We regularly see credit card debt fluctuate, but to make a meaningful impact on the overall numbers, we need higher wages and a lower cost of living. Personal responsibility is essential when it comes to credit cards, but ideally, people will be able to pay off everyday purchases before they start accruing interest.
The role of staggering inflation
According to a report by the Federal Reserve Bank of New York, credit card balances across the country increased by $46 billion in the second quarter, which runs from April through June. Clearly, higher costs of living due to inflation require Americans to borrow more than ever. This marks a 13% year-over-year increase from the second quarter of 2021 to the second quarter of 2022, the highest jump in over 20 years.

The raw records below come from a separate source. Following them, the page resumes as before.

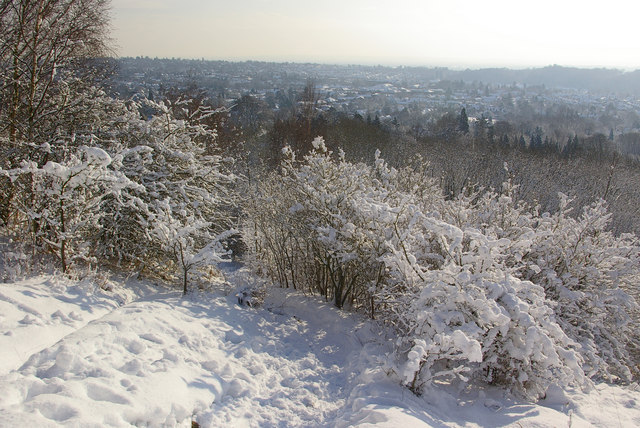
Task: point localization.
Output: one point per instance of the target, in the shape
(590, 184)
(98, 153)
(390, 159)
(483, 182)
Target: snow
(74, 354)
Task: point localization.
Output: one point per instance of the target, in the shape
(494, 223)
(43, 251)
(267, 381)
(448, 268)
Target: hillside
(150, 357)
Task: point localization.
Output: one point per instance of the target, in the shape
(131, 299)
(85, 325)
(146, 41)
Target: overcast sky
(453, 33)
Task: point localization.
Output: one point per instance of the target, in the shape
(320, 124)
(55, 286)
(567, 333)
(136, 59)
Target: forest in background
(450, 230)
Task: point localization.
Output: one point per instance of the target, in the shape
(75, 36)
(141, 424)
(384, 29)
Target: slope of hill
(146, 356)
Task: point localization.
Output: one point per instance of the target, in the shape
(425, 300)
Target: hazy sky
(453, 33)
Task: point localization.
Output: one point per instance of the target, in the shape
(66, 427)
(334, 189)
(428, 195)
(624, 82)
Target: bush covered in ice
(478, 288)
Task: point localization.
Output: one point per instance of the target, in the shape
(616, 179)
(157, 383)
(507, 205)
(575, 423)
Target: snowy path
(165, 359)
(36, 314)
(152, 358)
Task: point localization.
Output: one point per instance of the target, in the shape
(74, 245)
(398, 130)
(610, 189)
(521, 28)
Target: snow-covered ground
(75, 355)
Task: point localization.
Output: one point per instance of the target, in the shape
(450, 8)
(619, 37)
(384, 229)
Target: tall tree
(43, 42)
(463, 121)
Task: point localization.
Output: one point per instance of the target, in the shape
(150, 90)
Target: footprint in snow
(30, 320)
(62, 317)
(233, 337)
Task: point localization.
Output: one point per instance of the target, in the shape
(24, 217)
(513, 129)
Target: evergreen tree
(463, 121)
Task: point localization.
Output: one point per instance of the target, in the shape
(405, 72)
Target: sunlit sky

During this period, gas prices reached a national average of over $5 a gallon, and inflation was up a staggering 9.1%. These factors likely played a pivotal role in the jump in spending and debt. There were also 233 million new credit card accounts in the second quarter, which has not been seen since the 2008 recession. Total household debt is $2 trillion higher than before the pandemic, wiping out all the strides made by government assistance programs. The only positive from the report shows that delinquency rates on accounts are still at pre-pandemic levels, indicating that Americans are keeping up the best they can.
Unfortunately, credit cards are convenient and easy but do not contain information on how to be responsible while using them. Compounding interest and the high cost of living make it simple for Americans to drown in debt.
Best ways to pay off debt
There are plenty of ideas on the best ways to pay off debt, but two mindsets are the snowball and avalanche methods. In short, the snowball method says that you should order all your debts from smallest to largest and start with the smallest debts regardless of interest rates. Fully pay it off, then move to the next, like a snowball. On the flip side, the avalanche method says to start with your largest debt first.

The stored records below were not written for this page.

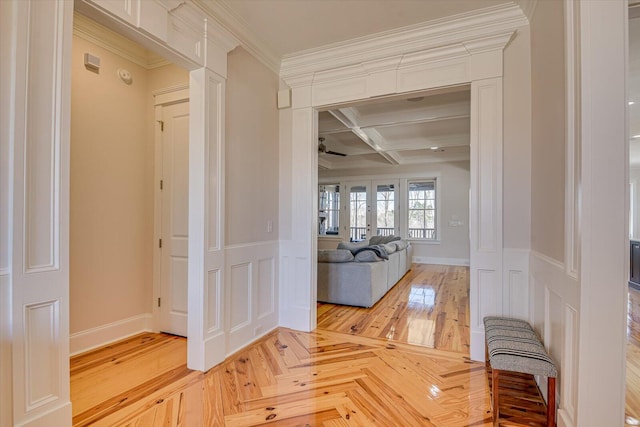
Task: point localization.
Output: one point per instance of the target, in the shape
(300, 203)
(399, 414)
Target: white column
(604, 214)
(40, 216)
(206, 321)
(299, 254)
(485, 208)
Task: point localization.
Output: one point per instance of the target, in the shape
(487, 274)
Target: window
(328, 210)
(358, 213)
(422, 209)
(385, 210)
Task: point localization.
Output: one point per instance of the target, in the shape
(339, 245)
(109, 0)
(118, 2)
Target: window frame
(436, 210)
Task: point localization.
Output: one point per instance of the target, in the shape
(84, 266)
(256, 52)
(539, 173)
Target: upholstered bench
(512, 345)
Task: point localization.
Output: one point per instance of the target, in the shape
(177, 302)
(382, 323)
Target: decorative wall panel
(239, 296)
(266, 287)
(42, 340)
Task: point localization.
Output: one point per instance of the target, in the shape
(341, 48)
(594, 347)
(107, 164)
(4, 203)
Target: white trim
(440, 261)
(240, 29)
(466, 32)
(98, 35)
(99, 336)
(554, 262)
(572, 135)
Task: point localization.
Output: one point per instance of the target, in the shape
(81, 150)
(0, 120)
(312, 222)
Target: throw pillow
(376, 240)
(367, 256)
(390, 247)
(401, 244)
(334, 255)
(352, 246)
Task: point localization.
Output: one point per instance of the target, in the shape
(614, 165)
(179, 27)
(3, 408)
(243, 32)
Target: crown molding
(481, 30)
(222, 14)
(528, 7)
(95, 33)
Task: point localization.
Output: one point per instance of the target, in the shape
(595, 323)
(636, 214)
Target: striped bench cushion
(514, 346)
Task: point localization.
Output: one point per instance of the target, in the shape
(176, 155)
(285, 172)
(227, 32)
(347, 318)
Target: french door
(371, 209)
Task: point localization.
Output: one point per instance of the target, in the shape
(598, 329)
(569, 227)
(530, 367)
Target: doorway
(113, 180)
(172, 211)
(400, 166)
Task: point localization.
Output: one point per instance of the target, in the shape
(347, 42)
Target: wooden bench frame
(495, 381)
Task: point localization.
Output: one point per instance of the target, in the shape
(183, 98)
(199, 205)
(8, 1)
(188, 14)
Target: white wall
(453, 186)
(634, 178)
(517, 142)
(112, 188)
(252, 156)
(251, 200)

Both methods are great ways to pay off multiple debts but come with different benefits. You get to see small victories when paying off small debts with the snowball method, but you might save more on interest when you use the avalanche method. If neither method works for you, you can try a hybrid approach by categorizing small and large debts differently. For instance, use the snowball method for debts under $1,000 and the avalanche method for debts over $1,000.
Read more: How to pay off credit card debt fast
Paying off debt can be a scary and frustrating experience. Debt is too easy to collect but not very easy to pay down. At least you know that you are not alone – plenty of people throughout the country are dealing with the same thing. Sit down and plan how to adjust your spending and which method works best to pay off your debts. Every payment to a credit card is a step in the right direction so try not to get discouraged.